Синий дым — страница 2 из 8

«Сквозь сеть дождя, туман и холод…»

Ирине Кнорринг

Сквозь сеть дождя, туман и холод

Смотрю на призрачный Париж.

Как я любил, когда был молод,

Пейзаж неповторимых крыш.

И этот сад у стен Сената,

Где на заре парижских дней

Лишь нищей юностью богаты,

Бродили мы среди аллей.

Здесь, в детском уголке вселенной,

Среди людских шумливых дел,

Всегда гоним струёю пенной,

Бежал кораблик по воде.

Как часто мы за ним следили

И планы строили с тобой

О наших странствиях, что были

Упрямой общею мечтой.

А наш мальчишка белокурый

Здесь сделал первые шаги.

Но в нашей жизни ветер хмурый

Уж веял холодом могил.

Здесь, у старинного фонтана,

Шумели листья над тобой,

Но ты из жизни слишком рано

Была уведена судьбой.

Тебя хранит твоё искусство,

А память мне дарит во сне…

Любимой и покорно-грустной

Всю жизнь ты будешь сниться мне.

«За расточительность в какой-то час…»[10]

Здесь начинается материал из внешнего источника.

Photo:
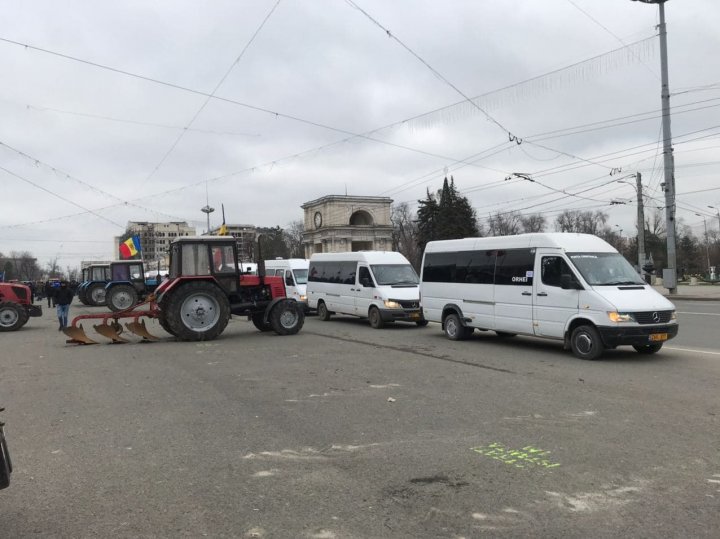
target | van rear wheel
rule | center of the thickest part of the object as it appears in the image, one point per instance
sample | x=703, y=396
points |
x=454, y=330
x=586, y=343
x=647, y=348
x=323, y=313
x=376, y=321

За расточительность в какой-то час

Мы платим поздней горькою заботой.

Наш долг по беспощаднейшему счёту

Жизнь одиночеством взимает с нас.

Мучительный, счастливый плен Эрота

Судьба нам предназначила в удел.

Я каждый миг сносил, как пчёлы в соты —

Чтоб мёд воспоминаний загустел.

Со щедростью слепой и неразумной

Развеяли мы счастье на ветру.

И есть ли смысл в той полуправде умной,

Что в поздний час пришлась нам ко двору?

Памяти Ирины Кнорринг

Ничего не вернёшь, ничего не поправишь,

Ничего не расскажешь и не объяснишь.

Ни к чему болтовня о «сиянье и славе»,

Даже вовсе не где-то там… вовсе не спишь.

Без следа. Без надежды на отклик и встречу.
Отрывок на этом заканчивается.